By Chioma Obinagwam
After a protracted lull in the equities market, the Nigerian Stock Exchange’s(NSE) key metrics- NSE All-Share Index and Market Capitalization leaped marginally by 0.30 per cent and 0.32 per cent to close the week
at 25,817.69 basis points(bps) and N8.883 trillion respectively.
Nevertheless, analysts argue that the market may not sustain the rally that took place in the week under review(the week ended December 9, 2016).
The rebound, which was triggered by mostly gains in the stocks listed on the Oil and Gas sector of the NSE, highly capitalised, impacted significantly on the NSE key indicators.
Extracts from the NSE weekly report in the review period showed that the NSE Oil/Gas index increased the most during the week from 287.77bps to 310.04bps; representing an increase of 22.77points or 7.74 per cent week to date.
Expectedly, investors sudden appetite for the Oil and Gas stocks was stimulated by the recent increase in the global oil prices.
Notwithstanding the gains recorded in the sector, pundits are skeptical about the sustainability of the upward trend.
They argued that the prices of the oil stocks have grown repeatedly on the exchange which may lead to profit-taking.
If it happens, the sector responsible for the rebound would witness a free-fall in its share prices, which may drag the measurement indicators down.
Charles Fakrogha, analyst and Stockbroker at Foresight Securities Limited said: “You would recall that the crude oil prices went up.

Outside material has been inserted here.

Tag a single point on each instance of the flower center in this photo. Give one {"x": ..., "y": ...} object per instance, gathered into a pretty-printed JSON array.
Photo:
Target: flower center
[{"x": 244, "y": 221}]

Oil stocks like Forte Oil, Mobil, Oando, Total etc went up as well as. Since, they are high cap stocks, they influenced the All-Share index and the Market Capitalisation.”
Although Fakrogha mentioned other factors like investors trying to balance their portfolio to prepare for the forthcoming year, the sustainability of the trend is not certain.
“The market must be a market. I don’t expect to see the market maintaining momentum. I expect to see stock prices, particularly, the Oil stocks go down because the prices have really grown,”he said.
With respect to other sectors, he’s also of the opinion that they may not witness a boom, “except there’s significant development or news that’ll drive it,” he added.
Olufemi Timothy, President of Renaissance Shareholders Association of Nigeria, believes that the rebound is not realistic because the end of the year is characterised by huge spending brought bought about by the festivity, hence pressure is usually exerted on the capital market and other channels to satisfy the needs.
“Maybe money is coming in from somewhere we don’t know. I know that this is the time when the market is down because of pressure from investors who’ll be selling their stocks in order to shop for the festive season. I don’t see the market sustaining it,” he said.
Timothy reiterated that he has severally advised investors to look at the fundamentals of the companies they intend to invest in before delving.
Meanwhile, as investors trade on the Nigerian bourse after the holiday, market observers are watching with keen interest to see the direction and the posture of the market and if the proposition of the analyst and the shareholders would come to play on the market or not.